Kultur für alle-noch einiges zu tun
Vielen Dank für den gelungenen Start des ersten Kulturnewsletter und Eure positiven Reaktionen. Dies hat mir gezeigt, dass es das richtige Projekt ist. In persönlichen Gesprächen und in den sozialen Netzwerken findet der Newsletter großen Anklang.
Wichtige Themen wurden in den Reaktionen angesprochen, die ich bereits im Kopf habe. Jemand schrieb: „Gerade in Zeiten, in denen die Demokratie schwer unter Beschuss steht, sollte meiner Ansicht nach der Basiskultur eine besondere Bedeutung zukommen.“ Kultur und Demokratie wird in einem der nächsten Newsletter Thema sein, denn beides gehört eng zusammen. Heute geht es erstmal um einen anderen Aspekt von Kultur.
Kultur für alle
Heute ist das Thema Kultur für alle. Zuerst möchte ich eine Reaktion zitieren: „Kultur ist der Kitt einer jeden Gesellschaft und funktioniert inklusiv, milieu- und generationenübergreifend. Es muss nicht immer zwingend der Verein und die organisierte Brauchtumspflege sein, Kultur kann schon in der Dorfkneipe oder -kapelle beginnen. Auch Nachbarschaftstreffs haben starkes inklusives Potential.“ Dieses Zitat zeigt, was Kultur alles sein kann und wo man Kultur begegnet. Sie ist also überall zu finden, doch ist sie auch für jedermann zugänglich?
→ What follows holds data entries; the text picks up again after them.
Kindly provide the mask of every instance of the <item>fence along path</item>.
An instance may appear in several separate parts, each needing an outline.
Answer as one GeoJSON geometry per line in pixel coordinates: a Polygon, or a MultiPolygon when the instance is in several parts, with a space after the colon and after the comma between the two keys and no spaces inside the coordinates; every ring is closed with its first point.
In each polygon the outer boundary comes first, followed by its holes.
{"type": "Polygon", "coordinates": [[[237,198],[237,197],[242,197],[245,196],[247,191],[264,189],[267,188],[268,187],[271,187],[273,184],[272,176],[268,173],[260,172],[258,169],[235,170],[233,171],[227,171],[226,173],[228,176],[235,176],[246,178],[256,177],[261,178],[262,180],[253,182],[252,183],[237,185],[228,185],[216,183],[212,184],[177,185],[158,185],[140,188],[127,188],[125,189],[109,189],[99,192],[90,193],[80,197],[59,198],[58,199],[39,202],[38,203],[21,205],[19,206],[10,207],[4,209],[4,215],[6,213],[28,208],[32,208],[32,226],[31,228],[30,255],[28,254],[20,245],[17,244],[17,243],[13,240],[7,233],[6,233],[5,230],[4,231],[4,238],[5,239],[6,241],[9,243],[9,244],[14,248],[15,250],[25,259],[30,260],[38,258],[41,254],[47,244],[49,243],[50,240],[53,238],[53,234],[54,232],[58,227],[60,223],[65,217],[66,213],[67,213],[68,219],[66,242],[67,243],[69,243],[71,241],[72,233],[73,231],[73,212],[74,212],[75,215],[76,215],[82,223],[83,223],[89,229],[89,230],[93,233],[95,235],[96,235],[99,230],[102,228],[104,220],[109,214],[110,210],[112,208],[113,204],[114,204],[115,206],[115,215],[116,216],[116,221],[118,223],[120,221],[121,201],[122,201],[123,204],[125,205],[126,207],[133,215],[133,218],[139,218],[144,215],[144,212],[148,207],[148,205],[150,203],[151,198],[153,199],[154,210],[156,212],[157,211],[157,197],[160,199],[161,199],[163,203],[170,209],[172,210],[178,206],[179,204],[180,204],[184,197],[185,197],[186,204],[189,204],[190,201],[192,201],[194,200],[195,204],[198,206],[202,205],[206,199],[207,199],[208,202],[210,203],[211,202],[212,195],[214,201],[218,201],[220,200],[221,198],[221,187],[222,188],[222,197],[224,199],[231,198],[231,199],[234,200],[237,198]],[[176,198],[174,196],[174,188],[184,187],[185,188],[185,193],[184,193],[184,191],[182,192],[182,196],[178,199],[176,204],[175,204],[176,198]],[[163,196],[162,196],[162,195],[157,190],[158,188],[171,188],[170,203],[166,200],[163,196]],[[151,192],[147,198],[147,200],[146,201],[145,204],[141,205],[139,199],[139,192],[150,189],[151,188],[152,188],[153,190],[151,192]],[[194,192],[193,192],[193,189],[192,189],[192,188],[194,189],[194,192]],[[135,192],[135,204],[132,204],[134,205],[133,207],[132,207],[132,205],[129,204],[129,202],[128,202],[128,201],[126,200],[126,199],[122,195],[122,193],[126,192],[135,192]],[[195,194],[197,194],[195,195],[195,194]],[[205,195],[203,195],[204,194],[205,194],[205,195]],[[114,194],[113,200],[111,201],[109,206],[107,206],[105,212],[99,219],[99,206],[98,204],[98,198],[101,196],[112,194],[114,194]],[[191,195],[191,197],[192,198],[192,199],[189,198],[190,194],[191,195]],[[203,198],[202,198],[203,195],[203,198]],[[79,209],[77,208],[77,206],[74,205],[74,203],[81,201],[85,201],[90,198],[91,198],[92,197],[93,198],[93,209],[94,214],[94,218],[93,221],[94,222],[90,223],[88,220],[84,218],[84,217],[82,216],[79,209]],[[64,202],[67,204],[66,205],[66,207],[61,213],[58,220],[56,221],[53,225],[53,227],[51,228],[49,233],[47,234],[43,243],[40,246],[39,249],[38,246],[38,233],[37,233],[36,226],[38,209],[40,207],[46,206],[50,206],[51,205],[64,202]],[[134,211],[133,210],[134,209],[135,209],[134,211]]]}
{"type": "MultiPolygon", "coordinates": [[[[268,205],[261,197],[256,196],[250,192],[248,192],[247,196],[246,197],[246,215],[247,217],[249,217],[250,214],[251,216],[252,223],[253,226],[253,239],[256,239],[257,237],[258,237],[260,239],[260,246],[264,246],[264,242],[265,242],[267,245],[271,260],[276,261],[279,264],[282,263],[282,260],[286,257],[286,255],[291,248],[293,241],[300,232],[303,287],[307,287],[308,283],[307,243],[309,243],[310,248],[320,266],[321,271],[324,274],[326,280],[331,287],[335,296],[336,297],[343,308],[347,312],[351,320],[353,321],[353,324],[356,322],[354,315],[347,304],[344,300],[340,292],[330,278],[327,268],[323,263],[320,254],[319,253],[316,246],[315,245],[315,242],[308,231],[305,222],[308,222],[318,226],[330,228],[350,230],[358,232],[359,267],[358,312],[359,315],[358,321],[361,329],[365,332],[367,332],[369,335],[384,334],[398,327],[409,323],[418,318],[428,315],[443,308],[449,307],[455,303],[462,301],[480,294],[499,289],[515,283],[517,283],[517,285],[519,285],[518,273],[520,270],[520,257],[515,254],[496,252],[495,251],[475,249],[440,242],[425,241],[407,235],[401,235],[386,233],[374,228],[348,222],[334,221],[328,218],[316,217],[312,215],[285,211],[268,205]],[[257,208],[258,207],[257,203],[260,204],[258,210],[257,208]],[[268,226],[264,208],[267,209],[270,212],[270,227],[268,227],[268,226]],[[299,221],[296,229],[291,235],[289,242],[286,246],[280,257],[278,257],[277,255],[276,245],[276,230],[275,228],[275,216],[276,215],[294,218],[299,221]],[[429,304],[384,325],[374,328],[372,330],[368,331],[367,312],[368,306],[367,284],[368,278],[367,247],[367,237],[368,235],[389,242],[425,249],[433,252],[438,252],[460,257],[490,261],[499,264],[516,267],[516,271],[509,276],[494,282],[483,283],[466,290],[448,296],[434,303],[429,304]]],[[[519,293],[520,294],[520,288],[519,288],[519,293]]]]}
Das zum ersten Mal sich jemand für Kultur für alle einsetzte, war 1979. Der Frankfurter Kulturdezernent Hilmar Hoffmann veröffentlichte vor 45 Jahren die Streitschrift „Kultur für alle“ (Opens in a new window) und veränderte damit die deutsche Kulturpolitik von Grund auf. Er war einer der ersten Politiker, der die Bedeutung von Kultur und Bildung für die Gesellschaft erkannte. In seiner Streitschrift forderte er die Teilhabe breiter Bevölkerungsschichten an Theatern, Bibliotheken und Museen, welche bis dato nur den Bildungsbürgern offen standen. Es war sein Wunsch, dass bereits die Kinder einen viel stärkeren Zugang zu Kultur erhalten. So ganz hat es am Ende nicht geklappt, allen einen Zugang zu ermöglichen. Doch diese Streitschrift hat einiges im Denken und der Umsetzung verändert.
Guter Gedanke
Dies ist ein Gedanke, den ich sehr gut finde und den wir leben sollten. Kultur beginnt beim Nachbarschaftsfest auf der Straße, wo alle zusammenkommen und geht bis hin zu den Stücken auf der großen Bühne. Kultur spricht die Menschen an, fördert Inklusion und Migration, lässt uns einen gemeinsamen Nenner finden, auch wenn wir im Leben manchmal sehr unterschiedlich sind. Zudem bedeutet dieser Gedanke auch, Barrieren abzubauen – sei es durch finanzielle Unterstützung, die Berücksichtigung von Barrierefreiheit, die Bereitstellung von Angeboten in verschiedenen Sprachen oder die bewusste Einbindung von benachteiligten Gruppen. Kultur wirkt als verbindendes Element und ermöglicht es allen Menschen, ihre Identität auszudrücken, gemeinsam zu lernen und kreative Erfahrungen zu teilen.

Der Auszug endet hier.